After I’m done, I think then I could use some Gatorade A.M. to help replace the fluids I just lost “shooting Tokyo with my silk spray.” But if you think about it, if I drank half a bottle of Gatorade A.M. to put back the fluids I lost during sleep or “spraying Tokyo,” I’m pretty sure 30-60 minutes later I’m going to have the urge to lose the fluids I just consumed.

Drinking Gatorade A.M. every morning for the past few days didn’t seem to improve my mornings better than my usual morning beverages, either water, milk, orange juice, apple juice, or whatever energy drink is sitting in my fridge mixed with vodka. The tropical mango flavor was good, but didn’t really taste like mango and it was also surprisingly sweet for a Gatorade.

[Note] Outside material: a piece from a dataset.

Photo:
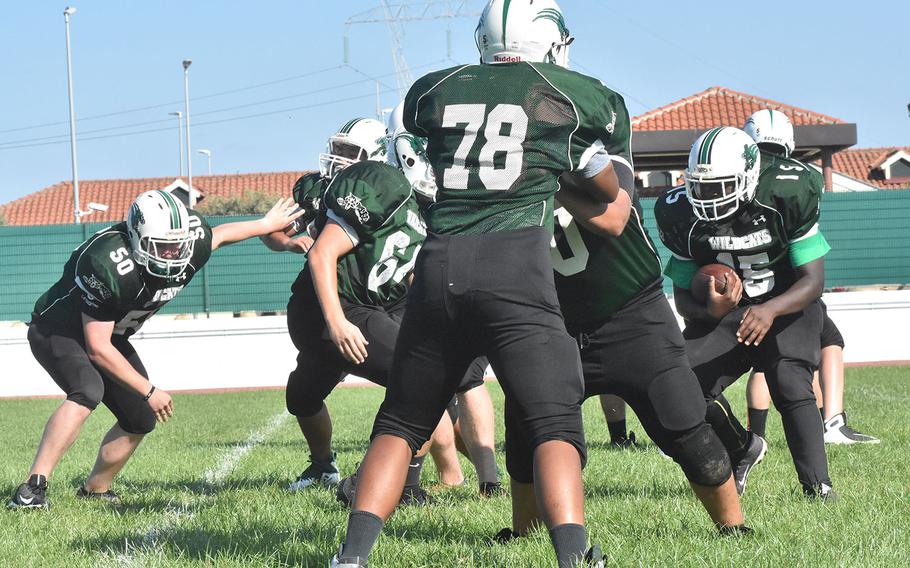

Adding caffeine to the Gatorade A.M. would’ve probably made it better and help it become a true morning beverage that could get me through my repetitive morning rituals, but drinking it every morning to replace the fluids I lost during sleep would probably get expensive, like excessive magazine subscriptions, shopping at Neiman Marcus, or disposable plastic sheets.

Item: Gatorade A.M. Tropical Mango
Price: $1.79 (32-ounces)
Purchased at: 7-Eleven
Rating: 6 out of 10
Pros: Good tropical mango flavor. Helps replace the fluids lost during sleep and after peeing. Helium. Organized underwear.
Cons: Kinda too sweet for a sports drink. Didn’t really taste like mango, so I guess I cannot have The Mango. Losing valuable hours while I sleep. According to Jim. My nightmares of me auditioning for American Idol as the homely guy from Color Me Badd.